# Lowrance having wiring / power-on issues



## dgodek (Apr 5, 2012)

Just mounted a new Elite 9 to my boat and it works great. About 2 feet over, I mounted my old LMS 338 to use as a GPS plotter. Everything is wired correctly and in the exact same manner as it was when this unit was my primary electronics (wired into a fuse panel with a dedicated switch). However, now the device automatically powers on as soon as the panel switch is turned on rather than when I push the "ON" button on the FF. Then, once the FF powers up, the screen flashes and a warning beeper goes off. The only other change from its previous wiring is that I removed the transducer. So, to eliminate this as the root cause, I added the transducer back and still have the same issues. It's now been taken off.

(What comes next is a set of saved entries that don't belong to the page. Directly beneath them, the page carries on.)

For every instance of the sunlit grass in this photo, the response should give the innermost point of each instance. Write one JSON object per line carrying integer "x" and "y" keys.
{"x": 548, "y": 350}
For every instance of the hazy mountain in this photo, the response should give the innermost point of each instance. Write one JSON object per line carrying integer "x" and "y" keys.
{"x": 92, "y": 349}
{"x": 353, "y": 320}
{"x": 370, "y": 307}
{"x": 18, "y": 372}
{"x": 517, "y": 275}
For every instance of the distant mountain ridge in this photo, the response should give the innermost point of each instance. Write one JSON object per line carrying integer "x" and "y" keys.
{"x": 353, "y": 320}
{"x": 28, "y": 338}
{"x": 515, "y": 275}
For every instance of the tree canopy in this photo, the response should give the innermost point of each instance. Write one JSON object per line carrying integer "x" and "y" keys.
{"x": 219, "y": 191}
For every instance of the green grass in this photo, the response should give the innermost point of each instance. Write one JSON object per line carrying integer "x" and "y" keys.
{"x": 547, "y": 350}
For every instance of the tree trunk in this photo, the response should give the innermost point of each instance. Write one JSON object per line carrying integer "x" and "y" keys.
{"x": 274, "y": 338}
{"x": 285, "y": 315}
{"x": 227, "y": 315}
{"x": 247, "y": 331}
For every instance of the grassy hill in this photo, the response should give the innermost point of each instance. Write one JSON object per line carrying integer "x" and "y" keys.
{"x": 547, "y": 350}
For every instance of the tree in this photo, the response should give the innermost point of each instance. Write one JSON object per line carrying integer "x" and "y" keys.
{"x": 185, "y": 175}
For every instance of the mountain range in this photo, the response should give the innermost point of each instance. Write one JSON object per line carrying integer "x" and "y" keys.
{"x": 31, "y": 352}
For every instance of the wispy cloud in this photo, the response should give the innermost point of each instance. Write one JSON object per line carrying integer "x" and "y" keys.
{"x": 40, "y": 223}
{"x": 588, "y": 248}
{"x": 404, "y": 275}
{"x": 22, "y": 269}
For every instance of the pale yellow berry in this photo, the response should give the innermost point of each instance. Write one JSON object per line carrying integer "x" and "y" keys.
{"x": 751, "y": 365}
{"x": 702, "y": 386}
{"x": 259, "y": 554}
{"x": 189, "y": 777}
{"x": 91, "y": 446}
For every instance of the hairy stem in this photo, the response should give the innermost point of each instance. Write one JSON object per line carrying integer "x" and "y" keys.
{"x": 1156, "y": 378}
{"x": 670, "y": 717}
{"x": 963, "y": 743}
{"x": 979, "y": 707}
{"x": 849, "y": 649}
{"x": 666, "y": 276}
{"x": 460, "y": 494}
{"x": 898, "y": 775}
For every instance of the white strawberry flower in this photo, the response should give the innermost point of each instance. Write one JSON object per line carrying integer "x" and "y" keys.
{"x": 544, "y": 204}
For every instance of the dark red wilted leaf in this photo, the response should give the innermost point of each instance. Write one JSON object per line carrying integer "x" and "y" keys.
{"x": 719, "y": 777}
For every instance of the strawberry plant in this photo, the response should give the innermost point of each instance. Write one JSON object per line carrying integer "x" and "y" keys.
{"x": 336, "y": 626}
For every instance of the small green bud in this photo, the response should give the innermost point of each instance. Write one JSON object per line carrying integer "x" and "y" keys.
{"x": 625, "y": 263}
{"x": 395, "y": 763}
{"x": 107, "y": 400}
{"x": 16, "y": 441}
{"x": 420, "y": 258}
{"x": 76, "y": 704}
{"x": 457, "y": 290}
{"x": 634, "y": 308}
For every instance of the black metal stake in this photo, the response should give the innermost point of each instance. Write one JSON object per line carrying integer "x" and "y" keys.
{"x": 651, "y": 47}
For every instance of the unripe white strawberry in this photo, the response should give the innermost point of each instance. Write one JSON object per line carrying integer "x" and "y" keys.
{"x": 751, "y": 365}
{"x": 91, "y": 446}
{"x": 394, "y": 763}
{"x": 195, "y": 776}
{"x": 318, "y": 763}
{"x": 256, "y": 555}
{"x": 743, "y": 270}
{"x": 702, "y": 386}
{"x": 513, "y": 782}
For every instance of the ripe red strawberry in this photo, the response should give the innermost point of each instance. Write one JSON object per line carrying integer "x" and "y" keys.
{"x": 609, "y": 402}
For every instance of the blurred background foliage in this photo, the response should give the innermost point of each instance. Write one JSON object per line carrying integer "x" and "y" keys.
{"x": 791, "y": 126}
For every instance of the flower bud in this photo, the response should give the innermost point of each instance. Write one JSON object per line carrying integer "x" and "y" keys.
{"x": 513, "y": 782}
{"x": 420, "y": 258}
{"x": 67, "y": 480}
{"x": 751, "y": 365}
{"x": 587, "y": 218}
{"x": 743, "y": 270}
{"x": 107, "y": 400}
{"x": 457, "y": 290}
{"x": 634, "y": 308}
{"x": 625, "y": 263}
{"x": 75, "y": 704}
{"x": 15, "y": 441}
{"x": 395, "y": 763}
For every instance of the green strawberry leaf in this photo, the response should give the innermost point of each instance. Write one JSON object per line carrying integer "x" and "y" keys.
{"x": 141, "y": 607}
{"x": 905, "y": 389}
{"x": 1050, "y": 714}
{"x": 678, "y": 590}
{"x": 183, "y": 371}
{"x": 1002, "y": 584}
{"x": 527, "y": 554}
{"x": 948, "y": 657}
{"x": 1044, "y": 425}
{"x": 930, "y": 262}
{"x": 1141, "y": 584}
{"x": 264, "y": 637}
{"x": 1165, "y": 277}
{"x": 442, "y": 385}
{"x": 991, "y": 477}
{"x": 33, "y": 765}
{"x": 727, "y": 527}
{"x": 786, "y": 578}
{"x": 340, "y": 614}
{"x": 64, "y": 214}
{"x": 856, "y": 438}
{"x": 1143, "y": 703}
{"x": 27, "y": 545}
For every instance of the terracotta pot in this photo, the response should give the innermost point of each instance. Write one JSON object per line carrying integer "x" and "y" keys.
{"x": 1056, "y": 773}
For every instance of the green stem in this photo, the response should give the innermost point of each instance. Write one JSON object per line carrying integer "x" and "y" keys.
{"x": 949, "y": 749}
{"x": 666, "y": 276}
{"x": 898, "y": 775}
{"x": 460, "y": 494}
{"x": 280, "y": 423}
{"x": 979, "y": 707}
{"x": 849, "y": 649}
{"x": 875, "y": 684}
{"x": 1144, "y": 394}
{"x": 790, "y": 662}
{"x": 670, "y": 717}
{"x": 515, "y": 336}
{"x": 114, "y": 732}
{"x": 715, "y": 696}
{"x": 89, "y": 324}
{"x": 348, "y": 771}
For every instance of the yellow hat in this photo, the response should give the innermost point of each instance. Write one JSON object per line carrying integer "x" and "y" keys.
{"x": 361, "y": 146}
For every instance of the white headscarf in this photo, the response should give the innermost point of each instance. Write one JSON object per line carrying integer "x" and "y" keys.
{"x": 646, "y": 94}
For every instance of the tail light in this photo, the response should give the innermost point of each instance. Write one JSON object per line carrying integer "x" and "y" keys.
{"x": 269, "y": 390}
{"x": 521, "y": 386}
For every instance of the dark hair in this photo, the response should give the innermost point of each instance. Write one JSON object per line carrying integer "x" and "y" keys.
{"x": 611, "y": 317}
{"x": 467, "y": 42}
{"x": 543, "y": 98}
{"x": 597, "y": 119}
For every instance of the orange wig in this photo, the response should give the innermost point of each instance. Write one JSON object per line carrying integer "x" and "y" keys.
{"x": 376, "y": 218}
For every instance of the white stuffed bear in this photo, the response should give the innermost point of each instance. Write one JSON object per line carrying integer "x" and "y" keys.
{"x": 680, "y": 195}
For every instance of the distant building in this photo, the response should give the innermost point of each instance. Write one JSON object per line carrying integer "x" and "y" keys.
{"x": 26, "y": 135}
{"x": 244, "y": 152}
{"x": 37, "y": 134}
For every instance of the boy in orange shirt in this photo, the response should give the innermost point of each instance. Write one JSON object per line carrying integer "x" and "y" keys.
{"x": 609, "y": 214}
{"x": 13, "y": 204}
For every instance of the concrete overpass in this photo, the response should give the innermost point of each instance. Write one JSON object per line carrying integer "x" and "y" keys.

What's wrong? Please help! Thanks!


----------



## eyedreamn (Jun 12, 2011)

Check to make sure your power is connected to the red 12v wire and not the yellow wire.

The yellow wire might be a remote turn on or a switched wire.


----------



## dgodek (Apr 5, 2012)

Thanks eyedreamn for the help. Everything is connected correctly. Seems that a hard restart did the trick. Tried to avoid it, but nothing else including a soft reset didn't work. It's all good. The little fish finder is now just a GPS and my new Elite 9 does all the heavy lifting. Thanks again.


----------



## Nauti cat (Nov 30, 2009)

Some units have what is called auto start my Garmin auto pilot has it as soon as the switch is turned on the A/P powers up.


----------